Proibida a entrada de pessoas estranhas

Quarta, 27 de março de 2002, 17h14



Como em todos os outros dias úteis de sua vida, Amauri chega cedo no trabalho e faz o que lhe mandam fazer. Nesta quarta-feira, antes de cumprir suas funções de atendente de balcão, recebe do gerente a incumbência de colocar um cartaz em frente à loja. Não é uma tarefa complicada, e em menos de dois minutos está de volta ao balcão do fundo da loja, esperando que algum cliente lhe venha perguntar o preço das fitas de vídeo ou dos fones de ouvido dobráveis. Um pouco antes da hora do almoço, percebe uma certa movimentação na frente da loja e deixa seu posto para descobrir o que está acontecendo.
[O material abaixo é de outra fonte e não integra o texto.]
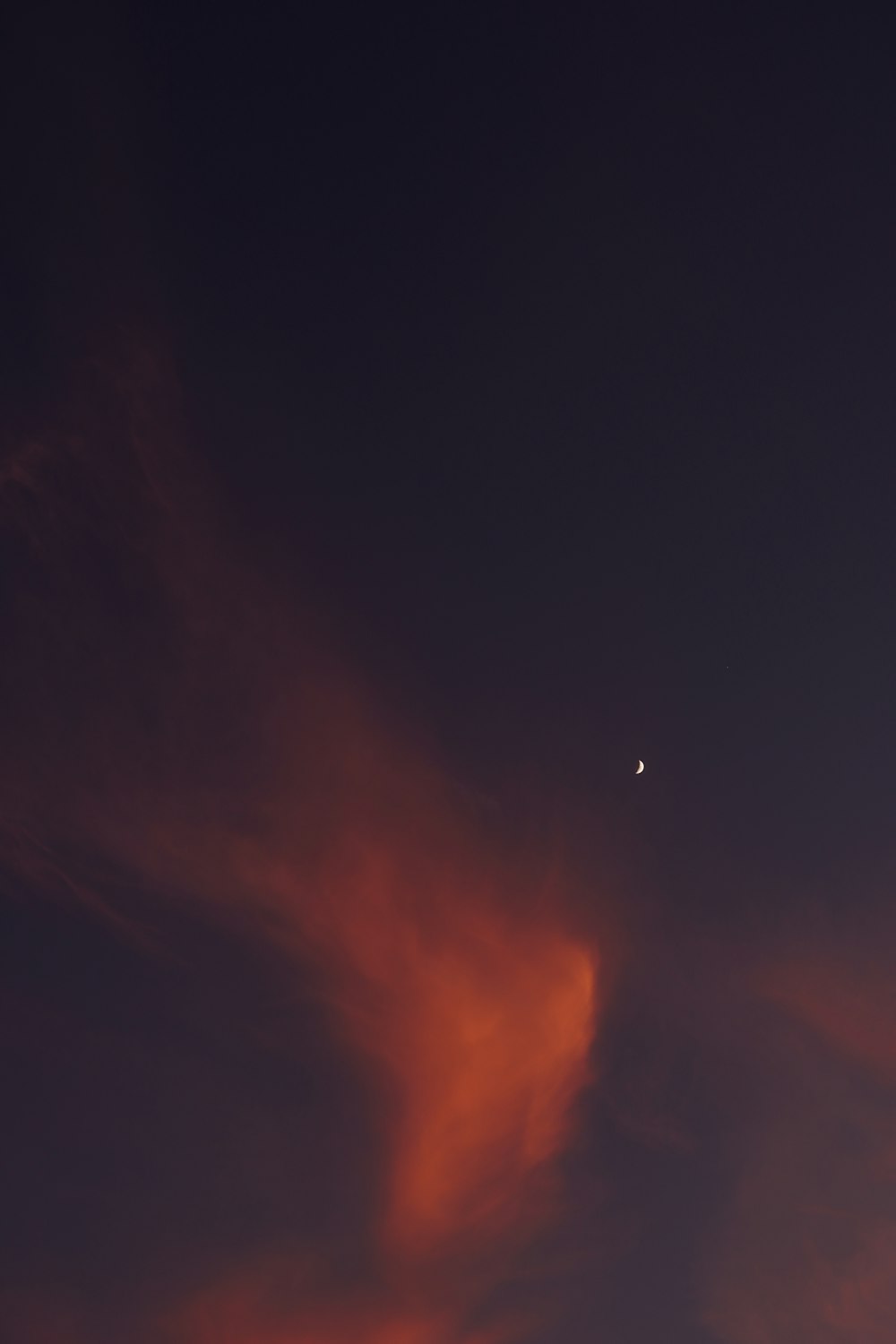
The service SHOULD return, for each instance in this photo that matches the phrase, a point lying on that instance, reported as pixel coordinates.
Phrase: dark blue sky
(540, 365)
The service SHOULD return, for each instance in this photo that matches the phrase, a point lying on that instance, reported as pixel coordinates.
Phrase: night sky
(411, 418)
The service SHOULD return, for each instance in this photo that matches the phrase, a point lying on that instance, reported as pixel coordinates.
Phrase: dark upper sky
(547, 354)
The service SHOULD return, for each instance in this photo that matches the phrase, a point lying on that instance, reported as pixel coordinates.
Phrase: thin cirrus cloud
(195, 741)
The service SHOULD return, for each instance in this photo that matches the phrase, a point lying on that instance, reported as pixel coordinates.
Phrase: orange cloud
(225, 762)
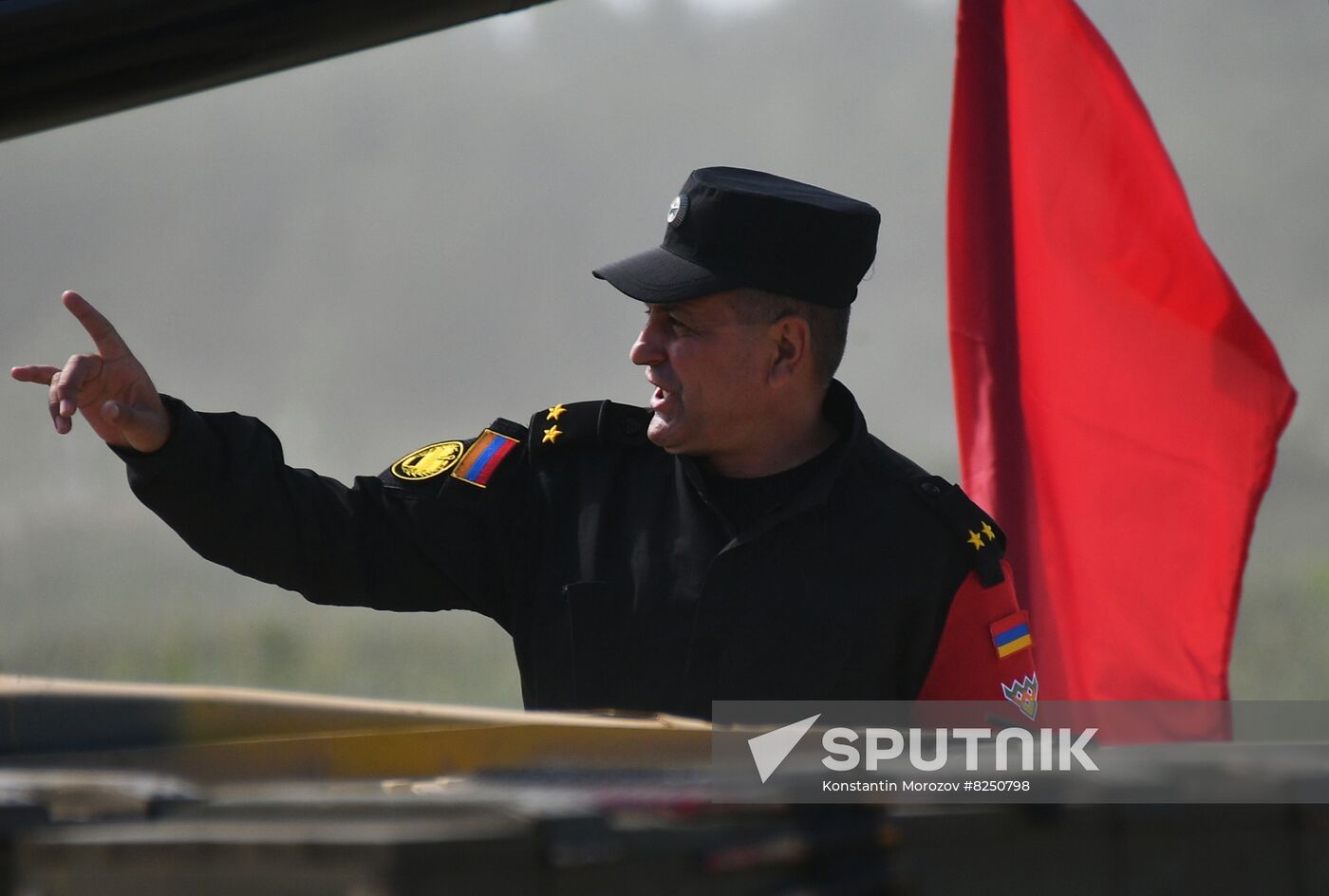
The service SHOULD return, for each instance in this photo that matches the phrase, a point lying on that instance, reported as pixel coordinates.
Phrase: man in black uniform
(741, 538)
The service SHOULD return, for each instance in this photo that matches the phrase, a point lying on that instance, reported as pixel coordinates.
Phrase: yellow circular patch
(428, 461)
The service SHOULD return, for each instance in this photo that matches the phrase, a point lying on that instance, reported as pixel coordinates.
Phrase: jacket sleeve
(985, 651)
(418, 537)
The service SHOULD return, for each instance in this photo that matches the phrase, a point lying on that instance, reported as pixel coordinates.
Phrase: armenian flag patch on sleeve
(1010, 634)
(482, 457)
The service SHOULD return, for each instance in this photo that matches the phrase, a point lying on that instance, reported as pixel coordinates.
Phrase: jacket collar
(841, 410)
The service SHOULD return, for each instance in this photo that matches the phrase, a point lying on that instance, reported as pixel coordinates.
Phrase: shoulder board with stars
(587, 424)
(969, 525)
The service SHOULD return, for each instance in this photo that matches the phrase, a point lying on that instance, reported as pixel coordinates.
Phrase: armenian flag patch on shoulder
(1010, 634)
(482, 457)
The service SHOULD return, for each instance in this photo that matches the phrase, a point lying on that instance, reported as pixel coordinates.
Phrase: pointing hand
(110, 388)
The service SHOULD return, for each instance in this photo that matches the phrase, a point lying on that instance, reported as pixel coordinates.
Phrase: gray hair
(830, 327)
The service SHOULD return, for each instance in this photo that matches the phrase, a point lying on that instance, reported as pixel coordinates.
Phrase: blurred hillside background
(395, 248)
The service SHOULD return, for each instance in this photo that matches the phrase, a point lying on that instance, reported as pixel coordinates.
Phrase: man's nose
(647, 348)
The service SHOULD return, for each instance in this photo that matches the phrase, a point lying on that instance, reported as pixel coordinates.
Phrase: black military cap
(731, 228)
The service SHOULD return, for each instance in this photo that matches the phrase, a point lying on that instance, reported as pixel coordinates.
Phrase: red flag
(1118, 404)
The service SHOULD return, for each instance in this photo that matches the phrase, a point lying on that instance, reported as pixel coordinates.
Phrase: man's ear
(793, 339)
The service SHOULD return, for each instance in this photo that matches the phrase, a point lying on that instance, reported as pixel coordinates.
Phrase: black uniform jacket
(601, 554)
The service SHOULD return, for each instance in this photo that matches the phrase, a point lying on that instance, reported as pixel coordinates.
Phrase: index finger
(109, 345)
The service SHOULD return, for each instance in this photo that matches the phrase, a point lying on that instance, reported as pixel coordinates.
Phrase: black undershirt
(743, 501)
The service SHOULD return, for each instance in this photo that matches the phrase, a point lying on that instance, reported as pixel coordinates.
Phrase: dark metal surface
(68, 60)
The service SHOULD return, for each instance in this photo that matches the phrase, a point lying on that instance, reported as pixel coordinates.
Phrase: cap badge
(677, 210)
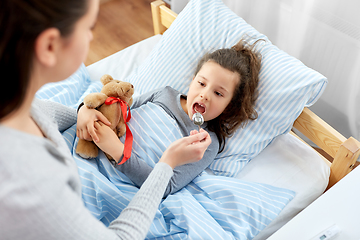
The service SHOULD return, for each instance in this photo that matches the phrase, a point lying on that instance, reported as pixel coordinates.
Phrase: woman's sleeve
(52, 210)
(62, 115)
(138, 170)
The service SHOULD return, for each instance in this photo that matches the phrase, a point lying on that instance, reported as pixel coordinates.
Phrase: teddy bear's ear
(105, 79)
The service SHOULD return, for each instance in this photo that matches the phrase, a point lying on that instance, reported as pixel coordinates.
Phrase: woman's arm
(138, 170)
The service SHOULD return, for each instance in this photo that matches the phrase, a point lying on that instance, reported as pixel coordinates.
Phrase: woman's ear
(47, 45)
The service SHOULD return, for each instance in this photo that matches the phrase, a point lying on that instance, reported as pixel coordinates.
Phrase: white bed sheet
(286, 162)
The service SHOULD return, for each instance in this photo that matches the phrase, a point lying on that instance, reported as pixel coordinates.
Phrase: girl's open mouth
(198, 107)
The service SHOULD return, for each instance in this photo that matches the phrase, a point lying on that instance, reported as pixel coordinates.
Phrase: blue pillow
(286, 84)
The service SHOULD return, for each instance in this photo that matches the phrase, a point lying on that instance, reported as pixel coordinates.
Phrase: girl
(223, 90)
(40, 189)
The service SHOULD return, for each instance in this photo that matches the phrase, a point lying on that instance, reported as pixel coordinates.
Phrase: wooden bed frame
(343, 152)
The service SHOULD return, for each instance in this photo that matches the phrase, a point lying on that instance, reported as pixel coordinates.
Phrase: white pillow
(286, 85)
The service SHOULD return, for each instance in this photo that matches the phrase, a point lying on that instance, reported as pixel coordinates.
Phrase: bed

Encontra umas quinze pessoas reunidas em semi-círculo ao redor do cartaz que colocara no início do expediente. Olham fixamente para seu texto, que anuncia os novos serviços fotográficos da loja. Amauri se coloca ao lado do cartaz e pergunta o que estão fazendo ali. O grupo se entreolha, alguns trocam cutucões, outros sorriem, mas nenhum responde ou faz menção de ir embora. Mais pessoas se unem ao grupo, incluindo um mendigo que chega se arrastando com suas pernas atrofiadas, lustrando a calçada com sua barriga. Segurando com força a barra das calças de Amauri, pergunta a que horas acontecerá o que está prometido no cartaz. Quando vai responder, Amauri escuta a voz do gerente vindo de trás de si, dizendo Não vai acontecer nada. Circulando, pessoal.

Ruídos de insatisfação surgem em meio ao grupo, que agora já pode ser considerado uma pequena multidão. Um homem idoso, com um chapéu panamá e uma maleta de vime, começa a gritar com o gerente enquanto cutuca seu peito com uma bengala. A revelação, ele quer saber, qual o horário da revelação. Assim que o gerente começa a repetir pela segunda vez a leitura em voz alta do cartaz, dizendo que Aqui Revelação em Uma Hora quer dizer apenas que a loja agora tem um laboratório fotográfico expresso, a primeira pedra atinge uma das vitrines. A pequena multidão, já metarmofoseada em uma turba ensandecida, parece prestes a destruir todos os vidros à sua frente quando o senhor de chapéu panamá abre a maleta de vime e retira um cartaz que diz Jesus é Extraterrestre e Virá te Buscar.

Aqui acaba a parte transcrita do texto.